Reaching for upper bound ROUGE score of extractive summarization methods
Reaching for upper bound ROUGE score of extractive summarization methods
Blog Article
The extractive text summarization (ETS) method for finding the salient information from a text automatically uses the exact sentences from the source text.In this article, we answer the question of what quality of a summary we can achieve with ETS methods? To maximize the ROUGE-1 score, we used five approaches: (1) adapted reduced variable neighborhood search (RVNS), (2) Greedy algorithm, (3) VNS initialized by Greedy algorithm results, (4) genetic algorithm, and (5) genetic algorithm initialized by the Greedy algorithm results.Furthermore, Detection of Anti-Erythrocyte Antibodies in Dogs with Inflammatory Bowel Disease (IBD) we ran experiments on articles from the arXive dataset.As a result, we found 0.59 and 0.
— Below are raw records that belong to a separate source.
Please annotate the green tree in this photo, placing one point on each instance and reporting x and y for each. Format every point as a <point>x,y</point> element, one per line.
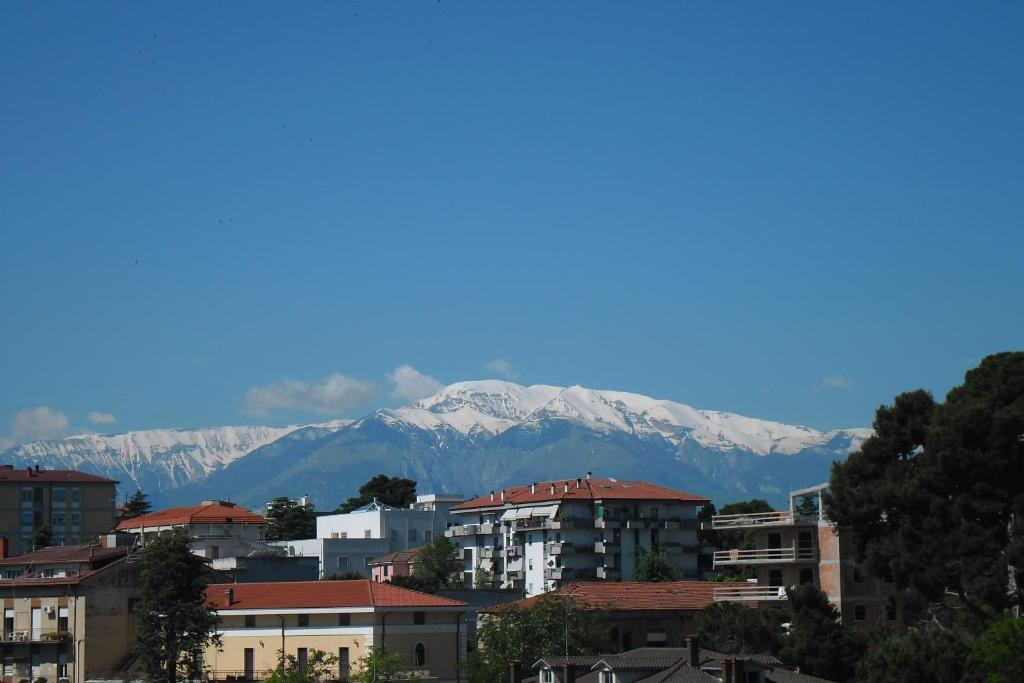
<point>378,665</point>
<point>287,520</point>
<point>915,655</point>
<point>437,564</point>
<point>553,625</point>
<point>136,506</point>
<point>936,497</point>
<point>174,620</point>
<point>42,538</point>
<point>318,667</point>
<point>395,492</point>
<point>653,565</point>
<point>817,643</point>
<point>734,629</point>
<point>998,653</point>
25 scores for ROUGE-1 and ROUGE-2, respectively achievable by the approach, where the genetic algorithm initialized by the Greedy algorithm results, which happens to yield the best results out of the tested approaches.Moreover, those scores Increasing levels of zeolite and Yucca schidigera in diets for adult cats appear to be higher than scores obtained by the current state-of-the-art text summarization models: the best score in the literature for ROUGE-1 on the same data set is 0.46.Therefore, we have room for the development of ETS methods, which are now undeservedly forgotten.